= Vanessa Mock =

German radio journalist

Vanessa Mock is a German radio journalist currently working as a Brussels correspondent for Radio Netherlands. She is the author of highly acclaimed radio stories such as the EU condom regulation story.

She was born Vanessa Dunya Mock in Marly-la-Ville in the Val d'Oise department of France, near Paris in 1975. The family moved to Birmingham, the United Kingdom when she was 9 years old. She was educated at Emmanuel College, Cambridge University and graduated with a joint honours degree in French and German. She speaks several languages, including English, French, German, Spanish, Dutch, and Italian.

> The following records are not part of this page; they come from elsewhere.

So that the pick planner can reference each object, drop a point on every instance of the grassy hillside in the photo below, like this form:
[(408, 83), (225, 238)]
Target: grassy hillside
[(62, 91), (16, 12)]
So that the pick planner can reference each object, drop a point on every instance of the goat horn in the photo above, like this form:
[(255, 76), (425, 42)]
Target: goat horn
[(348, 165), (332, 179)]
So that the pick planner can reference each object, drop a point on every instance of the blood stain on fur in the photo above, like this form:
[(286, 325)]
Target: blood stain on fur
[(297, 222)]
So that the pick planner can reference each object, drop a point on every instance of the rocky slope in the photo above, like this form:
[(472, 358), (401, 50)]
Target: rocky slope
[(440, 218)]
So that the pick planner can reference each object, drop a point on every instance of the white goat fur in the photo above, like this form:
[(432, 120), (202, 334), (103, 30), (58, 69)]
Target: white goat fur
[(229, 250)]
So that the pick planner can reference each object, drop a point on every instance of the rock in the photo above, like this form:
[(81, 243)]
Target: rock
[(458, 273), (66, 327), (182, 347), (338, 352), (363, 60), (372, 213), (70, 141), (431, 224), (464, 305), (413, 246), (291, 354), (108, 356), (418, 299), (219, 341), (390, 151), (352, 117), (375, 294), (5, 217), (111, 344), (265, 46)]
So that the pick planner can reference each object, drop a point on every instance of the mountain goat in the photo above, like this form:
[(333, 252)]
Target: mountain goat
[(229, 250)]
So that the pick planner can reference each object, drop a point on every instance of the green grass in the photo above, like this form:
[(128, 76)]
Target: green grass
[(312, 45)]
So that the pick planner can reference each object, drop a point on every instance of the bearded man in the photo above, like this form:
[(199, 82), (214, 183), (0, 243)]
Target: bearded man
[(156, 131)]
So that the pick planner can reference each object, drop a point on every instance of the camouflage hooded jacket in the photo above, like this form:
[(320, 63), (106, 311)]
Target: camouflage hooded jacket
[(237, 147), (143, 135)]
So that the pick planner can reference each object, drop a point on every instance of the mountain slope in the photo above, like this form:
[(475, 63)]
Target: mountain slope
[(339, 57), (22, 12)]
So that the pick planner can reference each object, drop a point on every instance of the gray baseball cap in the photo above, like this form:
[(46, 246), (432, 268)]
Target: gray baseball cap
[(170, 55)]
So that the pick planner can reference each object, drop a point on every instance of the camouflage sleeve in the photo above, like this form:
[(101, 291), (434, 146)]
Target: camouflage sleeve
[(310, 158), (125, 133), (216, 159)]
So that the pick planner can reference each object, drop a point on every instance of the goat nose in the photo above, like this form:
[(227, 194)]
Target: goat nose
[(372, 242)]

She started journalism with the Financial Times Newsletter in London, specialising in telecommunications issues. In 2001 she moved to Switzerland to work for the English-language service of Swiss Radio International, covering mostly Swiss politics. She joined Radio Netherlands in 2004 after she moved to Amsterdam, the Netherlands, the same year. She went on to become one of the station's Brussels correspondents in 2006. Her responsibilities include covering the European Union (EU) and the North Atlantic Treaty Organization (NATO) for the station's English- and Spanish-language service.

Vanessa Mock hosted the 2010 AIBs, the international media excellence awards organised by the Association for International Broadcasting. The AIBs took place at LSO St Luke's in London.